• No results found

Hoofdstuk 5 Conclusies en aanbevelingen

5.4. Reflectie

In dit onderzoek is ervoor gekozen om op basis van interviews met potentieel te betrekken partijen een inschatting te maken van de toegevoegde waarde van een regionale communicatieve aanpak voor het klimaat- en energiebeleid in de Zuidoost-Drenthe. Deze actor-consulting benadering heeft geleid tot de bovenstaande conclusies en aanbevelingen, uiteraard in samenhang met de theorie zoals besproken in hoofdstuk 2. De actor-consulting benadering is een goede methode gebleken voor het beantwoorden van de gestelde onderzoeksvragen. Door het voeren van interviews met actoren kan een goede inschatting gemaakt worden van de toegevoegde waarde van een communicatieve aanpak in deze regio. De uitgevoerde actor-consulting kan zelfs als een eerste stap gezien worden in de realisatie van een dergelijke aanpak. De uitgevoerde analyse geeft een beeld van de potentiële bijdrage van een dergelijke aanpak en tijdens de interviews is gebleken, dat veel partijen openstaan voor participatie, dit is een voorwaarde voor een succesvolle communicatieve aanpak.

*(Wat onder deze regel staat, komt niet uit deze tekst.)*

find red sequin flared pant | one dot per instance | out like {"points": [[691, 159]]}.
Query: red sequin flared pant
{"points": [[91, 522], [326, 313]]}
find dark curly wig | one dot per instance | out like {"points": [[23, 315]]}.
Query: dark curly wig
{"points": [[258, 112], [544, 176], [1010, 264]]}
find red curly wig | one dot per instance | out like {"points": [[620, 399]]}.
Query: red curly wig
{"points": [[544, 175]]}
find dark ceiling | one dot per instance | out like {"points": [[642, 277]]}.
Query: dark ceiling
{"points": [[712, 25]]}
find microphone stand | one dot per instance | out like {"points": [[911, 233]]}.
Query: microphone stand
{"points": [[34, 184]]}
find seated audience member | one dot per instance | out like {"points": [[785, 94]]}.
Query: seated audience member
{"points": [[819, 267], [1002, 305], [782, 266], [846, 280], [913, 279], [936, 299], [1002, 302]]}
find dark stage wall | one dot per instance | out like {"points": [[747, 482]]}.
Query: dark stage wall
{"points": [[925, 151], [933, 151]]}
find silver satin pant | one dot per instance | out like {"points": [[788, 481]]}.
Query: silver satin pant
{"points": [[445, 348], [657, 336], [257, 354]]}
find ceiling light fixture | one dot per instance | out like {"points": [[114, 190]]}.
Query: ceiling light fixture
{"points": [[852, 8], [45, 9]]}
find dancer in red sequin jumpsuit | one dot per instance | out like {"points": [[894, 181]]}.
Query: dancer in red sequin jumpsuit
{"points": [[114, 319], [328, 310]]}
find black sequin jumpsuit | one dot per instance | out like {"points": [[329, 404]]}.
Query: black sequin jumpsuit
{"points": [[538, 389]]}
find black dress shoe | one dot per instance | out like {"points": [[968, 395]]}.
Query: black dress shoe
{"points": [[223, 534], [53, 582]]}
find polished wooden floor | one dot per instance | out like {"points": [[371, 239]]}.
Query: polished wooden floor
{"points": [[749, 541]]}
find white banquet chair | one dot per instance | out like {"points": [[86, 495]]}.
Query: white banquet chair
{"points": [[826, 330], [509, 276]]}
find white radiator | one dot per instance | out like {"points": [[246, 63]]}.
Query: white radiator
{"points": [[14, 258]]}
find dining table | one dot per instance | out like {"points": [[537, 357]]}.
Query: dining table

Er kunnen echter ook een aantal kritische opmerking geplaatst worden bij de gebruikte methode. Alle geïnterviewde personen zijn reeds betrokken bij klimaat en energieprojecten binnen de betreffende organisaties. Vanuit hun positie binnen de verschillende organisaties kennen zij een hoge mate van urgentie toe aan klimaat en energie. Dit hoeft echter niet te gelden voor de organisatie als geheel. Het interviewen van specifieke personen binnen een organisatie kan een vertekend beeld geven van de positie van de organisatie ten opzichte van een regionale communicatieve aanpak. Van elke potentieel te betrekken partij is slechts één of enkele personen geïnterviewd. Het interviewen van andere medewerkers zou daarom tot andere uitkomsten hebben kunnen leiden. Tijdens de interviews is daarom getracht inzichtelijk te maken in hoeverre de uitkomsten van het interview breed gedeeld worden binnen de betreffende organisatie of dat er sprake is van een geïsoleerde mening van de geïnterviewde persoon.

45

5.5. Slotwoord

In het rapport wordt meerdere malen verwezen naar de complexiteit van het vraagstuk klimaat en energie. Alhoewel tamelijk duidelijk is dat de huidige energieconsumptie niet duurzaam is en dat daarom een transitie naar alternatieve brandstoffen noodzakelijks is, is het allerminst duidelijke op welke wijze deze transitie plaats zal vinden. Daarnaast zijn ook de gevolgen van de klimaatsverandering tamelijk onzeker. Dit maakt onzeker welke adaptatiemaatregelen in de toekomst daadwerkelijk noodzakelijk zullen zijn. Omdat klimaat en energie thema's zijn waarover grote onzekerheid bestaat is het een zeer moeilijk onderwerp om beleid voor te realiseren. Oplossingen voor de energie en klimaatproblematiek zullen lange tijd nodig hebben om geïmplementeerd te kunnen worden, anderzijds vraagt het publiek en de politiek wel op korte om oplossingen. Juist omdat het vraagstuk in sterke mate complex is, is het verstandig te kiezen voor een communicatieve aanpak. Uit het onderzoek is gebleken, dat een dergelijke aanpak op een regionale schaal, wat betreft de regionale actoren zeker mogelijk is. De meeste van de gesproken partijen willen graag betrokken zijn bij een dergelijke aanpak. De organisatie van een dergelijk proces ligt in sterke mate bij de lokale overheden. Er ligt een grote opgave voor de gemeenten Emmen en Coevorden om in samenwerking met de provincie Drenthe daadwerkelijk een “ proeftuin” te kunnen worden.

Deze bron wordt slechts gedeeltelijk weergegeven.